DLH, kata Asep, setiap tahun secara rutin melakukan pemantauan kualitas air sungai pada empat periode mewakili musim hujan, kemarau, dan peralihan antarmusim di 120 titik pemantauan di seluruh Jakarta.

Beberapa parameter kualitas air yang ditemukan peningkatan cukup tajam, ungkap Asep, di antaranya BOD yang pada saat kejadian bernilai 68 mg/L (baku mutu 3 mg/L), COD 309 mg/L (baku mutu 25 mg/L), dan Fecal Coliform 1.400.000 MPN/100ml (baku mutu 1.000 MPN/100ml).

"Berdasarkan kajian itu, disimpulkan penyebab kematian massal ikan sapu-sapu yang dominan di sana saat itu, diduga kuat berasal dari aktivitas domestik yang tidak biasa, seperti pembuangan limbah dengan debit yang sangat besar atau kejadian khusus lainnya," ucapnya.

Atas temuan itu, kata dia, langkah lebih lanjut yang akan dilakukan Dinas Lingkungan Hidup adalah melakukan inventarisasi sumber pencemaran domestik, baik yang berasal dari permukiman, perkantoran, industri skala kecil-menengah, industri skala besar dan aktivitas lainnya di ruas sungai tersebut.

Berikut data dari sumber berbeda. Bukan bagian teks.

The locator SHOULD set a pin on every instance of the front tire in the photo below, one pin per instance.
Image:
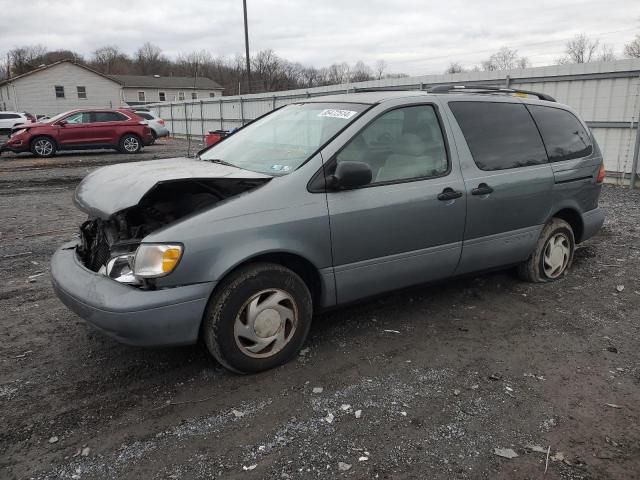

"Apabila teridentifikasi penyebab lebih dominan dari aktivitas rumah tangga, maka lokasi tersebut dapat menjadi prioritas pembuatan IPAL Komunal atau ekoriparian berkolaborasi dengan Dinas Sumber Daya Air (SDA) dan Dinas Pertamanan dan Hutan Kota (DPHK). Kami juga mengimbau masyarakat sekitar bantaran agar bijak dalam pengelolaan limbah domestik," katanya menambahkan.